Gross will be directed in King Lear by Kimberley Rampersad, currently the associate artistic director at the Shaw Festival, who says she “especially fell in love” with his work when he starred in TV‘s Slings & Arrows (2003 to 2006).

In that series, which continues to have a cult following internationally in stage circles, Gross played the artistic director of a fictional repertory theatre called the New Burbage Festival that bore more than a little resemblance to the Stratford Festival.

Gross, for his part, became a fan of Rampersad after seeing her work in 2019 at the Shaw Festival, on Bernard Shaw’s epic Man and Superman – which co-starred Martha Burns, whom Gross has been married to since 1988, as the Devil.

The two artists had a couple of meetings to see whether their vision for King Lear aligned – and, as Rampersad puts it, to see if the places where they did not align would provide a “good push and pull.”

“We both just love the beauty and the brokenness of Lear and how tremendous his fall is – what it is to hurt so many people that you love or loved in that descent and how human that story is,” Rampersad says.

In his early 60s, Gross is far from the youngest Lear that the Stratford Festival has seen; Colm Feore was 55 when he played the part in 2014, and while the late Stratford legend William Hutt last played it on stage at age 76, his first Lear was when he was just 41. (Hutt last played the part, in bits, on screen opposite Gross in Slings & Arrows.)

“There’s something magical about an older actor playing it, but a part like Lear is like running a marathon.
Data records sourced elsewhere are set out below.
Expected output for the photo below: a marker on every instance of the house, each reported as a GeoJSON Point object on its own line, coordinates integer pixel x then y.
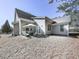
{"type": "Point", "coordinates": [27, 23]}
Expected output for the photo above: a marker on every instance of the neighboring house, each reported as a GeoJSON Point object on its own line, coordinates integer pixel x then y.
{"type": "Point", "coordinates": [27, 23]}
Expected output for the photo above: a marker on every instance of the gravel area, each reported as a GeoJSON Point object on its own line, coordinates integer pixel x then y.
{"type": "Point", "coordinates": [52, 47]}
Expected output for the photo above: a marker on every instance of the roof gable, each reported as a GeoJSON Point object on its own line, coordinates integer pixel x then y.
{"type": "Point", "coordinates": [24, 15]}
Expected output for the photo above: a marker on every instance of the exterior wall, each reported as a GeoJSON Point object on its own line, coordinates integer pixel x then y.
{"type": "Point", "coordinates": [56, 30]}
{"type": "Point", "coordinates": [17, 25]}
{"type": "Point", "coordinates": [47, 23]}
{"type": "Point", "coordinates": [41, 26]}
{"type": "Point", "coordinates": [16, 29]}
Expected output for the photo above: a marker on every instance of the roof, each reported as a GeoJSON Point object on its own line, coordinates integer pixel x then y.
{"type": "Point", "coordinates": [23, 14]}
{"type": "Point", "coordinates": [64, 19]}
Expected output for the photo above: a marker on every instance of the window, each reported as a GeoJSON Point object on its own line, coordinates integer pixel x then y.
{"type": "Point", "coordinates": [27, 29]}
{"type": "Point", "coordinates": [49, 27]}
{"type": "Point", "coordinates": [61, 27]}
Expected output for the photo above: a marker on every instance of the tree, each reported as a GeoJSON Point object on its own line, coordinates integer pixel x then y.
{"type": "Point", "coordinates": [70, 7]}
{"type": "Point", "coordinates": [6, 27]}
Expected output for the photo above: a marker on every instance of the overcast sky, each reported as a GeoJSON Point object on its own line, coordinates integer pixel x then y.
{"type": "Point", "coordinates": [35, 7]}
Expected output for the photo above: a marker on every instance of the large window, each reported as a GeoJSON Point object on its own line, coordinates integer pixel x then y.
{"type": "Point", "coordinates": [27, 29]}
{"type": "Point", "coordinates": [61, 27]}
{"type": "Point", "coordinates": [49, 27]}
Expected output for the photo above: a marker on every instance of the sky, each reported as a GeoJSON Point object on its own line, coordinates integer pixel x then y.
{"type": "Point", "coordinates": [35, 7]}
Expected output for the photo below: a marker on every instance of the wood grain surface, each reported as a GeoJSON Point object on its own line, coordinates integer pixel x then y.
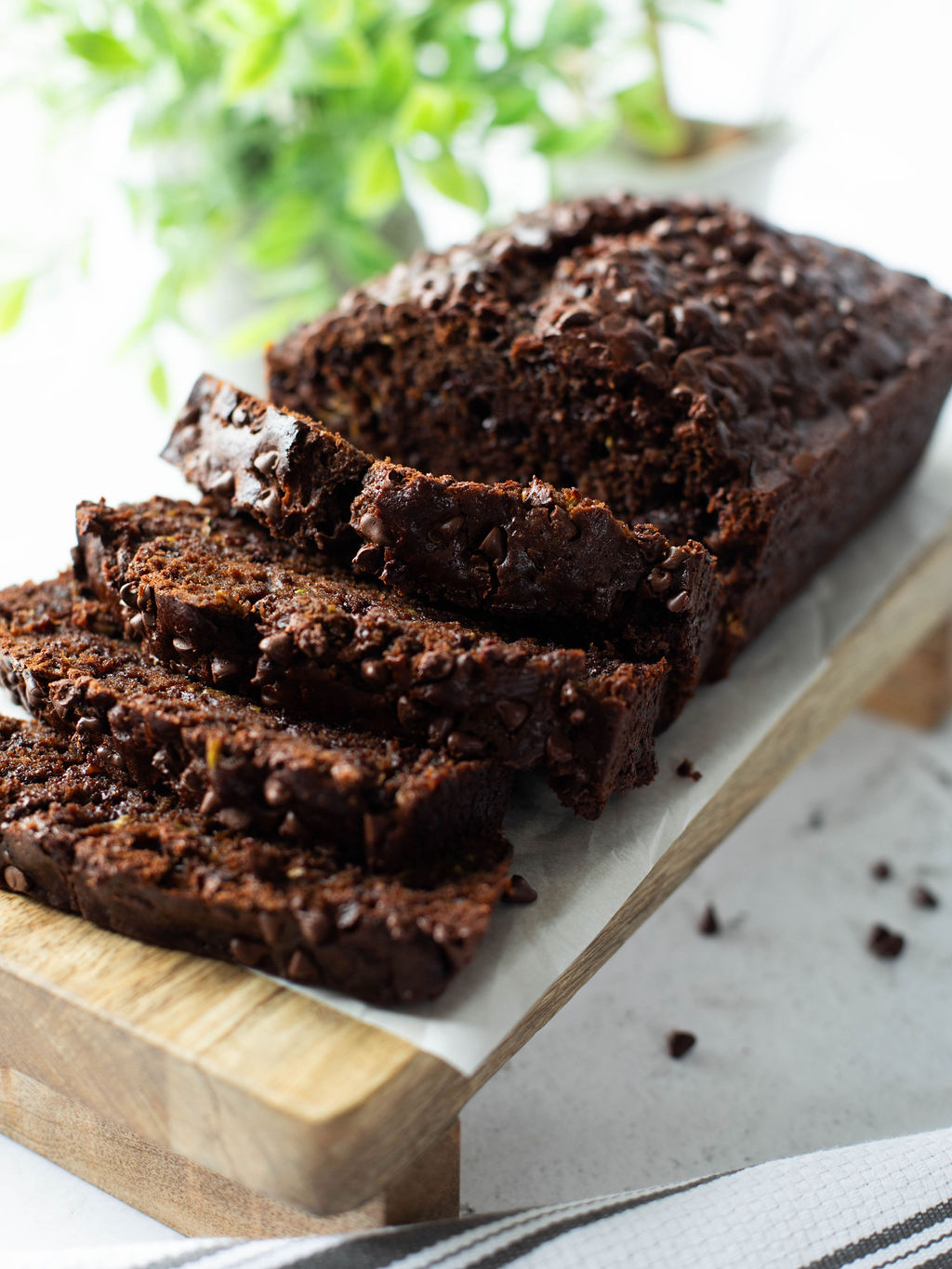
{"type": "Point", "coordinates": [264, 1088]}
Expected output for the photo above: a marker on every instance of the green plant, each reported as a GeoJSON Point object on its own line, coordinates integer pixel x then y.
{"type": "Point", "coordinates": [288, 136]}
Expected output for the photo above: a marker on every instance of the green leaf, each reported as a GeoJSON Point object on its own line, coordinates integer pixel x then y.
{"type": "Point", "coordinates": [159, 385]}
{"type": "Point", "coordinates": [435, 110]}
{"type": "Point", "coordinates": [13, 298]}
{"type": "Point", "coordinates": [100, 48]}
{"type": "Point", "coordinates": [252, 65]}
{"type": "Point", "coordinates": [650, 122]}
{"type": "Point", "coordinates": [456, 181]}
{"type": "Point", "coordinates": [375, 183]}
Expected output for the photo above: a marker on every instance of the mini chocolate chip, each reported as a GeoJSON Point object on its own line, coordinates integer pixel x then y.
{"type": "Point", "coordinates": [368, 559]}
{"type": "Point", "coordinates": [270, 504]}
{"type": "Point", "coordinates": [372, 528]}
{"type": "Point", "coordinates": [924, 897]}
{"type": "Point", "coordinates": [275, 791]}
{"type": "Point", "coordinates": [434, 665]}
{"type": "Point", "coordinates": [803, 463]}
{"type": "Point", "coordinates": [222, 669]}
{"type": "Point", "coordinates": [375, 671]}
{"type": "Point", "coordinates": [518, 891]}
{"type": "Point", "coordinates": [17, 879]}
{"type": "Point", "coordinates": [513, 713]}
{"type": "Point", "coordinates": [493, 546]}
{"type": "Point", "coordinates": [559, 750]}
{"type": "Point", "coordinates": [450, 528]}
{"type": "Point", "coordinates": [348, 915]}
{"type": "Point", "coordinates": [707, 921]}
{"type": "Point", "coordinates": [315, 925]}
{"type": "Point", "coordinates": [222, 483]}
{"type": "Point", "coordinates": [680, 603]}
{"type": "Point", "coordinates": [302, 969]}
{"type": "Point", "coordinates": [247, 952]}
{"type": "Point", "coordinates": [885, 943]}
{"type": "Point", "coordinates": [278, 647]}
{"type": "Point", "coordinates": [681, 1043]}
{"type": "Point", "coordinates": [464, 744]}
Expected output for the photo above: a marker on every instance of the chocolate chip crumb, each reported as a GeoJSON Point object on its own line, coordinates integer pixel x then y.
{"type": "Point", "coordinates": [924, 897]}
{"type": "Point", "coordinates": [681, 1043]}
{"type": "Point", "coordinates": [518, 891]}
{"type": "Point", "coordinates": [885, 943]}
{"type": "Point", "coordinates": [688, 771]}
{"type": "Point", "coordinates": [708, 923]}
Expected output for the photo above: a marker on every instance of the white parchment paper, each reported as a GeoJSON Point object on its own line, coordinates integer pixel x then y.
{"type": "Point", "coordinates": [584, 872]}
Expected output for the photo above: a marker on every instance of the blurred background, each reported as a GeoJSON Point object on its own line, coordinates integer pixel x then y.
{"type": "Point", "coordinates": [184, 179]}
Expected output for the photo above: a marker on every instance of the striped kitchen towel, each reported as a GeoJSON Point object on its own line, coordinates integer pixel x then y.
{"type": "Point", "coordinates": [876, 1206]}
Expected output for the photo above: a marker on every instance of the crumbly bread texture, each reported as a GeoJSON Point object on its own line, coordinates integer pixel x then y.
{"type": "Point", "coordinates": [77, 837]}
{"type": "Point", "coordinates": [556, 562]}
{"type": "Point", "coordinates": [216, 597]}
{"type": "Point", "coordinates": [685, 364]}
{"type": "Point", "coordinates": [374, 800]}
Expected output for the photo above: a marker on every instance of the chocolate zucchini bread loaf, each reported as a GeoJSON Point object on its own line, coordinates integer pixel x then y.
{"type": "Point", "coordinates": [560, 563]}
{"type": "Point", "coordinates": [76, 835]}
{"type": "Point", "coordinates": [690, 365]}
{"type": "Point", "coordinates": [218, 598]}
{"type": "Point", "coordinates": [246, 769]}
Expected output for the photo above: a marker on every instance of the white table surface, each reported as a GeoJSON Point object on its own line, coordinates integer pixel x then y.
{"type": "Point", "coordinates": [805, 1039]}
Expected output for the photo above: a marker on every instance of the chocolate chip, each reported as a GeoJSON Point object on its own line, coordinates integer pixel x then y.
{"type": "Point", "coordinates": [247, 952]}
{"type": "Point", "coordinates": [368, 559]}
{"type": "Point", "coordinates": [17, 879]}
{"type": "Point", "coordinates": [270, 504]}
{"type": "Point", "coordinates": [518, 891]}
{"type": "Point", "coordinates": [278, 647]}
{"type": "Point", "coordinates": [707, 921]}
{"type": "Point", "coordinates": [222, 669]}
{"type": "Point", "coordinates": [433, 667]}
{"type": "Point", "coordinates": [493, 546]}
{"type": "Point", "coordinates": [513, 713]}
{"type": "Point", "coordinates": [924, 897]}
{"type": "Point", "coordinates": [222, 485]}
{"type": "Point", "coordinates": [681, 1043]}
{"type": "Point", "coordinates": [885, 943]}
{"type": "Point", "coordinates": [275, 791]}
{"type": "Point", "coordinates": [464, 744]}
{"type": "Point", "coordinates": [267, 462]}
{"type": "Point", "coordinates": [372, 528]}
{"type": "Point", "coordinates": [315, 925]}
{"type": "Point", "coordinates": [680, 603]}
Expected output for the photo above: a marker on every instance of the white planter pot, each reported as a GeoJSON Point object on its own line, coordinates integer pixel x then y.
{"type": "Point", "coordinates": [739, 170]}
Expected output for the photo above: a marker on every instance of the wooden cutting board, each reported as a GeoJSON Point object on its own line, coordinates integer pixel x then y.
{"type": "Point", "coordinates": [221, 1102]}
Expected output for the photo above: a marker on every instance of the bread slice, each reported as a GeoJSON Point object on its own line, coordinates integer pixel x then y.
{"type": "Point", "coordinates": [77, 837]}
{"type": "Point", "coordinates": [374, 800]}
{"type": "Point", "coordinates": [685, 364]}
{"type": "Point", "coordinates": [219, 599]}
{"type": "Point", "coordinates": [559, 563]}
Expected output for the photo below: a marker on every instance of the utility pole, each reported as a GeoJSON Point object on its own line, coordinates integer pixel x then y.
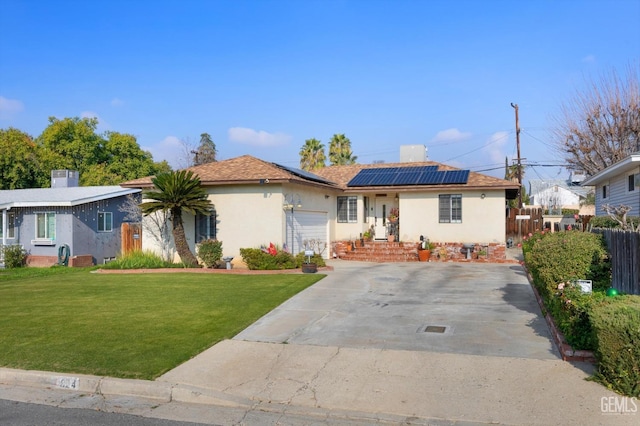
{"type": "Point", "coordinates": [515, 106]}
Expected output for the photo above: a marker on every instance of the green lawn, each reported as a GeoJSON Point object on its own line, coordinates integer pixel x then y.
{"type": "Point", "coordinates": [133, 326]}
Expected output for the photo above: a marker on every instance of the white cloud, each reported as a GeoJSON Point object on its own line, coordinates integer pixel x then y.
{"type": "Point", "coordinates": [451, 135]}
{"type": "Point", "coordinates": [9, 107]}
{"type": "Point", "coordinates": [260, 138]}
{"type": "Point", "coordinates": [494, 146]}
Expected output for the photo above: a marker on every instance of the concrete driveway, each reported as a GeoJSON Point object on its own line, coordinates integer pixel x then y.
{"type": "Point", "coordinates": [476, 309]}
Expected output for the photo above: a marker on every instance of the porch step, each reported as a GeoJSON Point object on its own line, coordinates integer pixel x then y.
{"type": "Point", "coordinates": [379, 251]}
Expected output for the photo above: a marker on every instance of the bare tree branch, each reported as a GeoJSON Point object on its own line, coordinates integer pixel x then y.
{"type": "Point", "coordinates": [601, 125]}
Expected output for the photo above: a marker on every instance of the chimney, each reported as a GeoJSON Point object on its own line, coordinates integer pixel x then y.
{"type": "Point", "coordinates": [64, 178]}
{"type": "Point", "coordinates": [413, 153]}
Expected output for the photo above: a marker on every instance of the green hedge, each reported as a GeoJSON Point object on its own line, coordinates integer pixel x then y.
{"type": "Point", "coordinates": [14, 256]}
{"type": "Point", "coordinates": [610, 326]}
{"type": "Point", "coordinates": [608, 222]}
{"type": "Point", "coordinates": [210, 252]}
{"type": "Point", "coordinates": [556, 257]}
{"type": "Point", "coordinates": [261, 259]}
{"type": "Point", "coordinates": [616, 327]}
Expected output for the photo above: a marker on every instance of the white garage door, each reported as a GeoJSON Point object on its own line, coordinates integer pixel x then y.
{"type": "Point", "coordinates": [307, 227]}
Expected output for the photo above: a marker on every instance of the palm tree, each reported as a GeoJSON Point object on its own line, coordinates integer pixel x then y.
{"type": "Point", "coordinates": [312, 155]}
{"type": "Point", "coordinates": [178, 192]}
{"type": "Point", "coordinates": [340, 150]}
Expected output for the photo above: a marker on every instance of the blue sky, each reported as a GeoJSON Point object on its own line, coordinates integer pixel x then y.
{"type": "Point", "coordinates": [261, 77]}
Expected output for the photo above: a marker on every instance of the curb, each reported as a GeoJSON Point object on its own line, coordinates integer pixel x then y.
{"type": "Point", "coordinates": [163, 392]}
{"type": "Point", "coordinates": [208, 271]}
{"type": "Point", "coordinates": [109, 386]}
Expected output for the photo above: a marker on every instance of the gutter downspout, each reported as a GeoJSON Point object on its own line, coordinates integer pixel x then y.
{"type": "Point", "coordinates": [4, 227]}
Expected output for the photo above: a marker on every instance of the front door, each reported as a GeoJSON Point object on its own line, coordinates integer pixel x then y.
{"type": "Point", "coordinates": [381, 210]}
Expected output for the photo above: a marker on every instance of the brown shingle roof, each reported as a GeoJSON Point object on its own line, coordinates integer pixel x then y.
{"type": "Point", "coordinates": [245, 169]}
{"type": "Point", "coordinates": [250, 170]}
{"type": "Point", "coordinates": [341, 175]}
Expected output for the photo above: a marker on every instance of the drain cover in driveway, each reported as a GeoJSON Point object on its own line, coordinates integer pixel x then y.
{"type": "Point", "coordinates": [432, 329]}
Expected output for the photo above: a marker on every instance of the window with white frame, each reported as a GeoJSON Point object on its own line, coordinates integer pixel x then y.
{"type": "Point", "coordinates": [347, 209]}
{"type": "Point", "coordinates": [11, 220]}
{"type": "Point", "coordinates": [105, 221]}
{"type": "Point", "coordinates": [633, 182]}
{"type": "Point", "coordinates": [450, 208]}
{"type": "Point", "coordinates": [46, 226]}
{"type": "Point", "coordinates": [205, 227]}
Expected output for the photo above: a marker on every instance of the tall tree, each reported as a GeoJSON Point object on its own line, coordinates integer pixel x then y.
{"type": "Point", "coordinates": [177, 193]}
{"type": "Point", "coordinates": [101, 159]}
{"type": "Point", "coordinates": [600, 126]}
{"type": "Point", "coordinates": [18, 161]}
{"type": "Point", "coordinates": [206, 152]}
{"type": "Point", "coordinates": [125, 158]}
{"type": "Point", "coordinates": [312, 156]}
{"type": "Point", "coordinates": [71, 143]}
{"type": "Point", "coordinates": [340, 150]}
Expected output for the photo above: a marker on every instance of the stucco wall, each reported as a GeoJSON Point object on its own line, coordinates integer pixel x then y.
{"type": "Point", "coordinates": [253, 215]}
{"type": "Point", "coordinates": [483, 219]}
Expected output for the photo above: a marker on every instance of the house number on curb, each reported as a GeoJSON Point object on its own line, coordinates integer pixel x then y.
{"type": "Point", "coordinates": [68, 382]}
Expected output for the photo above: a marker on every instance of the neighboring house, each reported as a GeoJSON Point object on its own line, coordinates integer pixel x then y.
{"type": "Point", "coordinates": [618, 184]}
{"type": "Point", "coordinates": [555, 194]}
{"type": "Point", "coordinates": [256, 202]}
{"type": "Point", "coordinates": [85, 218]}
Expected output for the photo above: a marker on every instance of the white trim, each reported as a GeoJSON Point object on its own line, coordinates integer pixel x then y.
{"type": "Point", "coordinates": [613, 170]}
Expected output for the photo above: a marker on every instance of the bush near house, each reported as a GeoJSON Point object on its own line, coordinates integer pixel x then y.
{"type": "Point", "coordinates": [609, 222]}
{"type": "Point", "coordinates": [210, 252]}
{"type": "Point", "coordinates": [617, 331]}
{"type": "Point", "coordinates": [274, 259]}
{"type": "Point", "coordinates": [14, 256]}
{"type": "Point", "coordinates": [143, 260]}
{"type": "Point", "coordinates": [610, 326]}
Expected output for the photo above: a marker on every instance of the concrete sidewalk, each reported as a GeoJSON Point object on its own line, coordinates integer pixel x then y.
{"type": "Point", "coordinates": [307, 362]}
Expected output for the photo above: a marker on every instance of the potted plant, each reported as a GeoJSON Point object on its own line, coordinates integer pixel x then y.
{"type": "Point", "coordinates": [394, 214]}
{"type": "Point", "coordinates": [424, 249]}
{"type": "Point", "coordinates": [309, 267]}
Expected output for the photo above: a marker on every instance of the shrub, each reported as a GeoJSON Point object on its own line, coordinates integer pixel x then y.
{"type": "Point", "coordinates": [609, 222]}
{"type": "Point", "coordinates": [316, 258]}
{"type": "Point", "coordinates": [616, 326]}
{"type": "Point", "coordinates": [570, 309]}
{"type": "Point", "coordinates": [566, 256]}
{"type": "Point", "coordinates": [263, 260]}
{"type": "Point", "coordinates": [14, 256]}
{"type": "Point", "coordinates": [138, 260]}
{"type": "Point", "coordinates": [210, 252]}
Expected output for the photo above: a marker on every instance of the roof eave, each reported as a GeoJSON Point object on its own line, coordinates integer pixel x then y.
{"type": "Point", "coordinates": [613, 170]}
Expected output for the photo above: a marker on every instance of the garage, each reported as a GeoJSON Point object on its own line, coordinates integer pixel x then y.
{"type": "Point", "coordinates": [309, 227]}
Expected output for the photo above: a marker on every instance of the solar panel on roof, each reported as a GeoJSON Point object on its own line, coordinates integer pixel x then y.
{"type": "Point", "coordinates": [455, 176]}
{"type": "Point", "coordinates": [403, 176]}
{"type": "Point", "coordinates": [430, 178]}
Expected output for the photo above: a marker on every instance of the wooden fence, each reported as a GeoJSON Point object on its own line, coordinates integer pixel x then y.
{"type": "Point", "coordinates": [521, 222]}
{"type": "Point", "coordinates": [624, 249]}
{"type": "Point", "coordinates": [131, 237]}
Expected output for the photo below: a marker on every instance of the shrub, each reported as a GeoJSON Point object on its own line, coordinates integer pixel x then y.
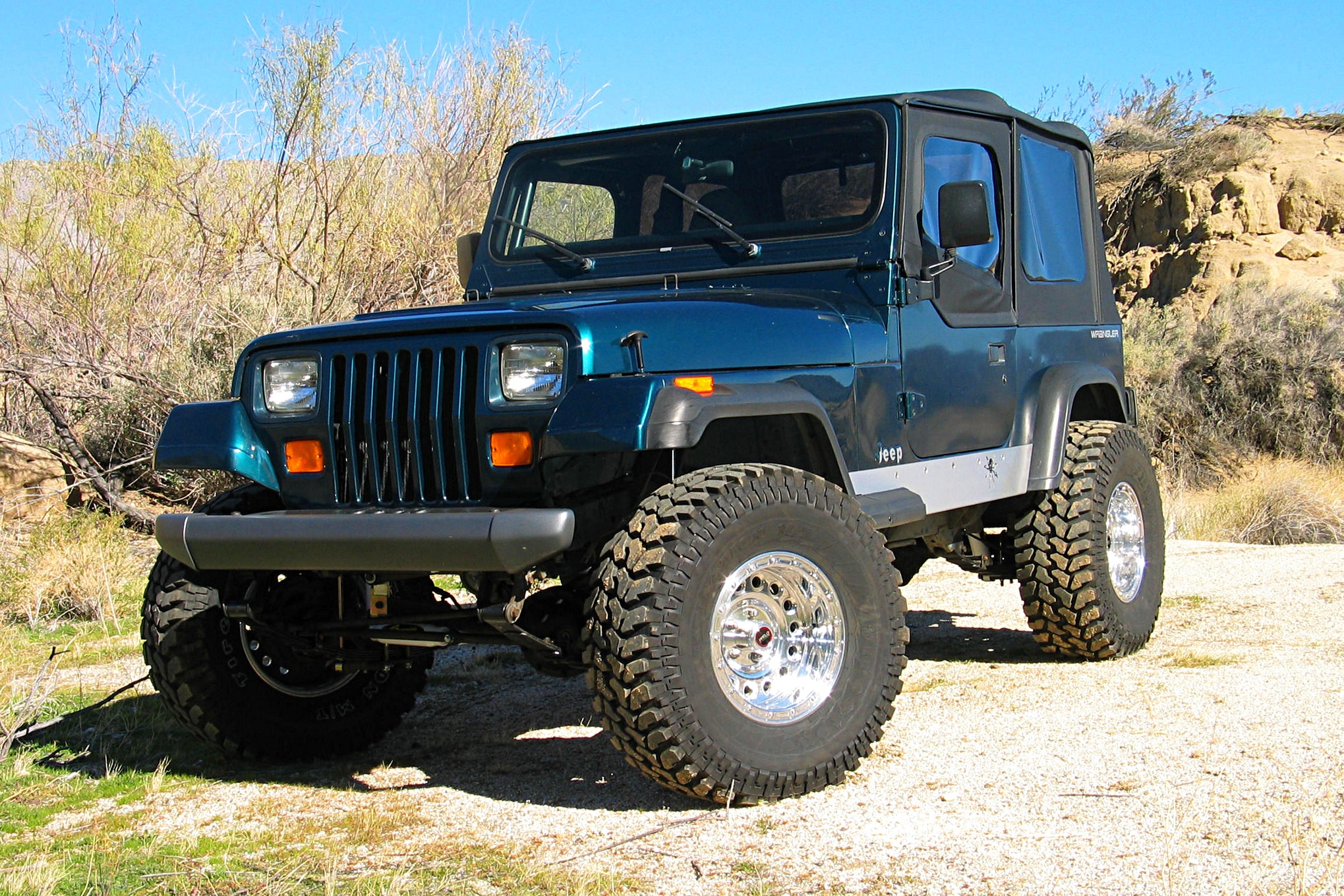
{"type": "Point", "coordinates": [1270, 501]}
{"type": "Point", "coordinates": [1262, 374]}
{"type": "Point", "coordinates": [139, 254]}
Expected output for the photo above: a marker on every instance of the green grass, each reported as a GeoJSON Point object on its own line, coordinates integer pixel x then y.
{"type": "Point", "coordinates": [98, 775]}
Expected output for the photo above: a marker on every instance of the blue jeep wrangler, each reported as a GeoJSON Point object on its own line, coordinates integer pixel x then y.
{"type": "Point", "coordinates": [715, 391]}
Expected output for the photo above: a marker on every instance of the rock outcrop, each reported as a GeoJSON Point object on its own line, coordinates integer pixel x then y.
{"type": "Point", "coordinates": [32, 480]}
{"type": "Point", "coordinates": [1274, 214]}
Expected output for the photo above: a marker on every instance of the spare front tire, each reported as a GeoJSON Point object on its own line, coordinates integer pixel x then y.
{"type": "Point", "coordinates": [225, 686]}
{"type": "Point", "coordinates": [746, 634]}
{"type": "Point", "coordinates": [1092, 553]}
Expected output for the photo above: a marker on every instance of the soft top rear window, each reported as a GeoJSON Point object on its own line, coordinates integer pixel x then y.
{"type": "Point", "coordinates": [795, 177]}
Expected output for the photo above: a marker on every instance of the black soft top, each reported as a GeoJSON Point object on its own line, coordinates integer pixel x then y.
{"type": "Point", "coordinates": [975, 101]}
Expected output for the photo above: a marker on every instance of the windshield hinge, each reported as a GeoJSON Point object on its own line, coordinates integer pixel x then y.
{"type": "Point", "coordinates": [914, 291]}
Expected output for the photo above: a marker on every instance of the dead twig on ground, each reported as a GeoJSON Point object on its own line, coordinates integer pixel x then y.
{"type": "Point", "coordinates": [19, 716]}
{"type": "Point", "coordinates": [36, 727]}
{"type": "Point", "coordinates": [134, 516]}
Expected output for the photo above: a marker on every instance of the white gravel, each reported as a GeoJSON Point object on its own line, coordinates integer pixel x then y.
{"type": "Point", "coordinates": [1208, 764]}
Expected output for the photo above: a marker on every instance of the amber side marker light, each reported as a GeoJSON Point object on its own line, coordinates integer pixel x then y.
{"type": "Point", "coordinates": [304, 456]}
{"type": "Point", "coordinates": [511, 449]}
{"type": "Point", "coordinates": [698, 385]}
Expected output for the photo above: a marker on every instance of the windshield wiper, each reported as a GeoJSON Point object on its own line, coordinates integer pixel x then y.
{"type": "Point", "coordinates": [583, 262]}
{"type": "Point", "coordinates": [749, 249]}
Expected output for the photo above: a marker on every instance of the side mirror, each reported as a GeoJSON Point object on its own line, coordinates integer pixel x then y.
{"type": "Point", "coordinates": [467, 246]}
{"type": "Point", "coordinates": [964, 214]}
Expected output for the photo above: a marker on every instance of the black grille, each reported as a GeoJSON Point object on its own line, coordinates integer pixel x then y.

It requires a kind of stamina and power, which it helps to not be the character’s age,” Cimolino says.

“Paul is all in, give it all,” notes Cimolino, recalling the actor’s “emotionally vulnerable” Hamlet, which would leave him in “complete tears and exhaustion” at the end of a show.

“I am very happy he’s decided to climb this particular Everest and not wait for another 15 years.”